I made this from a gutted LM Blast I had laying around, so fed some 3/16" tubing into the pivot holes and used some 7/32 tubing as a spacer. Peened them into place.

I then made up a 1842 pseudo taper band set and pulled it through with some string, match sticked with some bits of 1745.

It shoots TTF and almost like a PFS but I haven't had to flip it.

This is a tester, I plan to make another couple with either a Wave or a Surge because they are more comfortable to hold.


----------



## MrTriscuit (Oct 10, 2011)

Super cool idea! Would make a perfectly concealed slingshot!


----------



## The Warrior (Jan 30, 2012)

Great idea.


----------



## kooniu (Jul 14, 2011)

This is my solution


----------



## e~shot (Jun 3, 2010)

Cool!


----------



## Metropolicity (Aug 22, 2013)

Some more fun.

Took a really beat up KF4 with plier head issues and drilled out the head rivet to reveal some perfect mounting loops for some tubing. I may have to grind down the tip of the head on the pliers when I reassemble this to make it close all the way.
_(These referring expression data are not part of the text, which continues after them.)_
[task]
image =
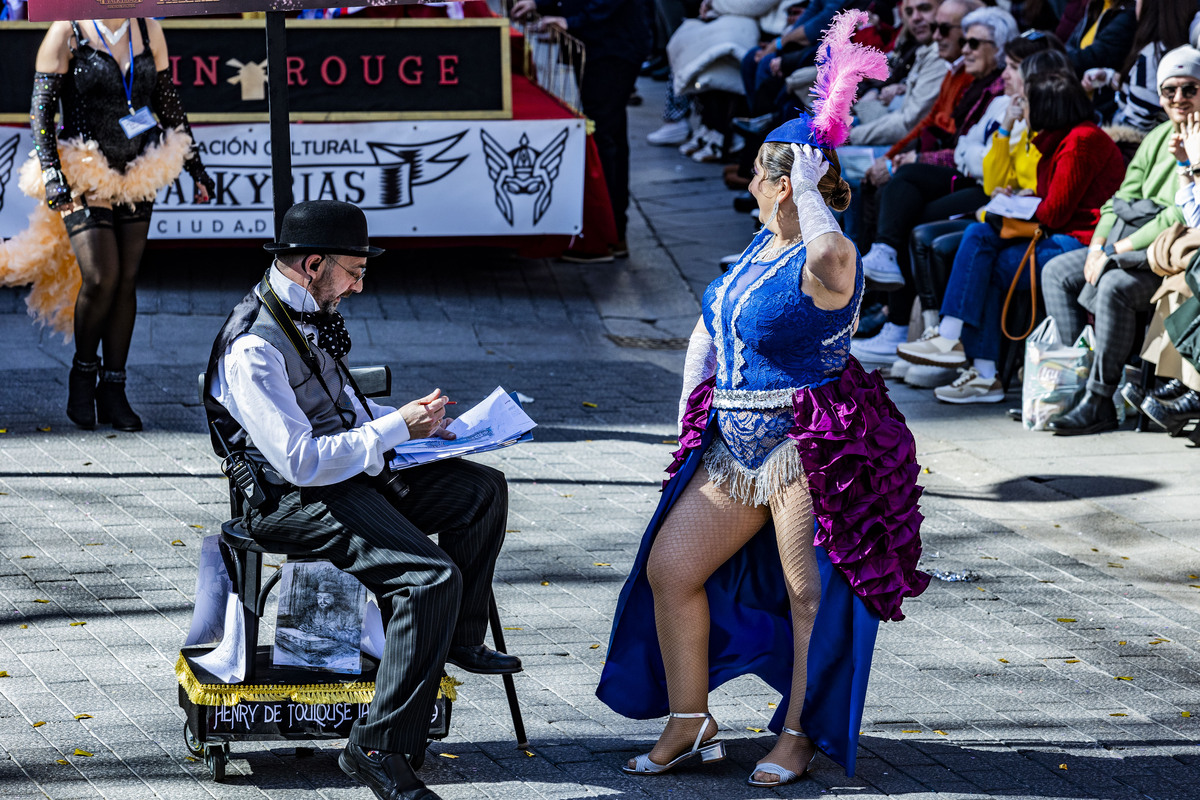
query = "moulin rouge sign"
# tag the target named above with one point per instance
(336, 70)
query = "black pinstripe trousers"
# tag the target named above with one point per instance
(430, 595)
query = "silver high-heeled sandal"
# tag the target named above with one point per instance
(713, 751)
(784, 774)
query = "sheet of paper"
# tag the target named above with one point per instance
(496, 422)
(1015, 208)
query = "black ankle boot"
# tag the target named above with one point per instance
(82, 394)
(1174, 414)
(1095, 414)
(111, 402)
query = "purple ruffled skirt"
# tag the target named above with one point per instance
(861, 462)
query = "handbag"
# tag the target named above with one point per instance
(1029, 229)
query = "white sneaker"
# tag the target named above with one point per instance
(670, 134)
(881, 268)
(921, 376)
(880, 350)
(711, 151)
(935, 350)
(970, 388)
(696, 142)
(899, 368)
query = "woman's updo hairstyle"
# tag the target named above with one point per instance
(777, 161)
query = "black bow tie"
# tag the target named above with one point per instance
(331, 334)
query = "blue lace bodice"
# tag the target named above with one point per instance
(768, 334)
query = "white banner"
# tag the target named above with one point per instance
(462, 178)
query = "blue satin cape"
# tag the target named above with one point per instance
(751, 632)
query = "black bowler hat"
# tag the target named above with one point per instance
(324, 227)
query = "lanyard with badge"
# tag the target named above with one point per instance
(142, 120)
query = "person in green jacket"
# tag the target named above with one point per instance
(1113, 278)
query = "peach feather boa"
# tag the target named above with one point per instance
(41, 254)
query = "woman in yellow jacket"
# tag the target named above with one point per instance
(1009, 167)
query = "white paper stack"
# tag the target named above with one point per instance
(496, 422)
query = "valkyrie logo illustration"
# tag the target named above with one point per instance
(406, 166)
(7, 158)
(523, 170)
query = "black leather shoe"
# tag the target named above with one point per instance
(385, 774)
(744, 203)
(1173, 414)
(112, 405)
(483, 660)
(82, 394)
(1095, 414)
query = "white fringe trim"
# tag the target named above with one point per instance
(754, 487)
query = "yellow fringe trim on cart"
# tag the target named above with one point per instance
(41, 253)
(310, 695)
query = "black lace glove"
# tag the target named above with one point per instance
(42, 113)
(169, 108)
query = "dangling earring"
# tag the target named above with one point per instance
(774, 210)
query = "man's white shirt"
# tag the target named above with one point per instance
(252, 385)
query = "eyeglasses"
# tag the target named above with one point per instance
(1188, 89)
(358, 276)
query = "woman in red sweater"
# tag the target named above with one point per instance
(1079, 170)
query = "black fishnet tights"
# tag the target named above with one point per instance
(703, 530)
(109, 256)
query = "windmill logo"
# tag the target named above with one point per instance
(7, 158)
(523, 172)
(405, 166)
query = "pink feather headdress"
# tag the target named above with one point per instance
(841, 66)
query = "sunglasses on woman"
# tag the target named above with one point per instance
(1188, 89)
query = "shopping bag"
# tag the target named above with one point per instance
(1055, 373)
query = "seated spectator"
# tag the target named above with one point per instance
(898, 107)
(937, 174)
(1079, 170)
(1104, 36)
(1162, 26)
(1009, 167)
(1177, 401)
(1113, 278)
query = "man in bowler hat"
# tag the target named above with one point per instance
(322, 451)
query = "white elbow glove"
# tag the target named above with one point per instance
(699, 366)
(809, 166)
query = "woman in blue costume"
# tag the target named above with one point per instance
(790, 525)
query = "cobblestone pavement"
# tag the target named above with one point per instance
(1065, 668)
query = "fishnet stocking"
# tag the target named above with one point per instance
(703, 530)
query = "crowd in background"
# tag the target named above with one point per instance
(1023, 158)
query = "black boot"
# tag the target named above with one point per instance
(1093, 414)
(1173, 414)
(82, 394)
(111, 402)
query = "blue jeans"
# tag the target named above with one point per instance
(983, 270)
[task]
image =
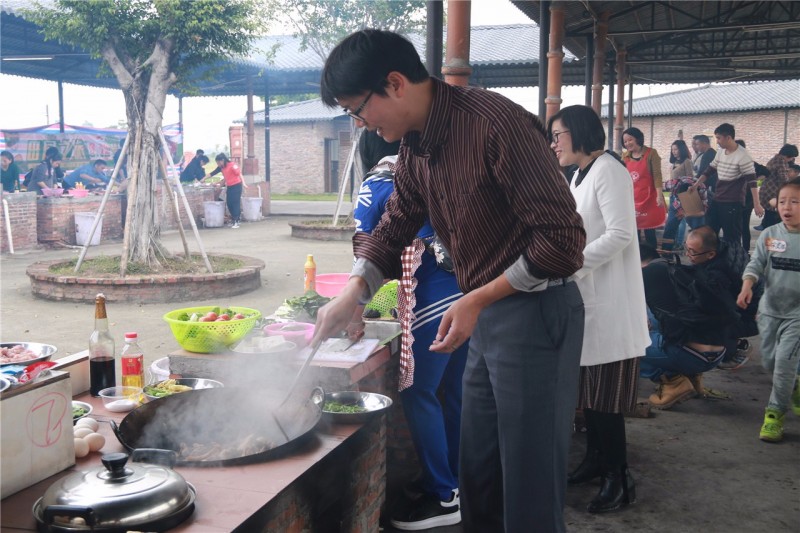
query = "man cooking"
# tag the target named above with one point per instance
(479, 166)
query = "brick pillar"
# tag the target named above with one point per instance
(456, 67)
(600, 34)
(555, 58)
Since these loops are made from a matching plierhead, they nest!










When open, they can be used as a slingshot for ammo. Right now I have some 1842 pseudo tapers mocked up.
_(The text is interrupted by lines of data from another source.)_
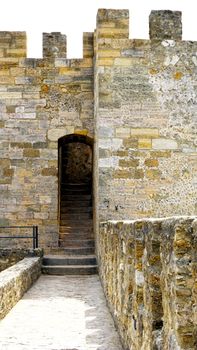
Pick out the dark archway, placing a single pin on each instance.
(75, 191)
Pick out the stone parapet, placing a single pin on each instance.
(148, 269)
(16, 280)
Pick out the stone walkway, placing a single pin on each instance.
(60, 313)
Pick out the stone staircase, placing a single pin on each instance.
(75, 255)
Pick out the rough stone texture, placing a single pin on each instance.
(148, 271)
(16, 280)
(61, 312)
(41, 100)
(9, 257)
(145, 115)
(135, 98)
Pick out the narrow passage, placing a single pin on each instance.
(60, 313)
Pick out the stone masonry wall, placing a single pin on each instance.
(9, 257)
(137, 98)
(148, 270)
(41, 100)
(16, 280)
(145, 112)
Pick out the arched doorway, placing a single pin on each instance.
(75, 192)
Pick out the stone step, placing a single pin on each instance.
(65, 209)
(76, 186)
(75, 250)
(69, 260)
(74, 229)
(76, 197)
(79, 225)
(78, 243)
(75, 204)
(70, 251)
(74, 235)
(76, 216)
(70, 270)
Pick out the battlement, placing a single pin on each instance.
(111, 24)
(165, 25)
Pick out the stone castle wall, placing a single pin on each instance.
(146, 118)
(136, 98)
(148, 269)
(40, 101)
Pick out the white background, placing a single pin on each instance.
(72, 17)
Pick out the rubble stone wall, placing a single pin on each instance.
(41, 100)
(9, 257)
(148, 269)
(145, 112)
(16, 280)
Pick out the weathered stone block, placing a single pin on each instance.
(52, 171)
(31, 153)
(164, 144)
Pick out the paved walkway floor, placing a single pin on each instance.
(60, 313)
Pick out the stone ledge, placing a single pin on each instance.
(15, 281)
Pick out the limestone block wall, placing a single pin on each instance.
(9, 257)
(145, 113)
(148, 269)
(16, 280)
(41, 100)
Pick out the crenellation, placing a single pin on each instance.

When closed and the tubes switched out for some heavier stuff like some pseudo tapered 5080, the valley is perfect for an arrow!


----------



## jonathanfv (Aug 29, 2012)

Very cool! I like how you can easily turn the 2nd one into a slingbow.


----------



## Yago (Mar 29, 2013)

kooniu said:


> This is my solution


Smart attach


----------



## Yago (Mar 29, 2013)

Metropolicity said:


> Some more fun. Took a really beat up KF4 with plier head issues and drilled out the head rivet to reveal some perfect mounting loops for some tubing. I may have to grind down the tip of the head on the pliers when I reassemble this to make it close all the way.
> 
> 
> 
> ...


Ni ce portable one


----------



## AmmoMike (Dec 31, 2013)

Creative genius at work!
I've got 2 old Leatherman multi-tools laying around, time to repurpose them.

Thnx, Mike


----------



## GHT (Jan 22, 2013)

http://img.tapatalk.com/d/14/01/04/na7ada8e.jpg
Love this one! If that model multi tool has a decent wood saw on it , I'm gonna 'need' to have one asap . 10/10.


----------



## BlackBob (Mar 8, 2013)

Very Creative.


----------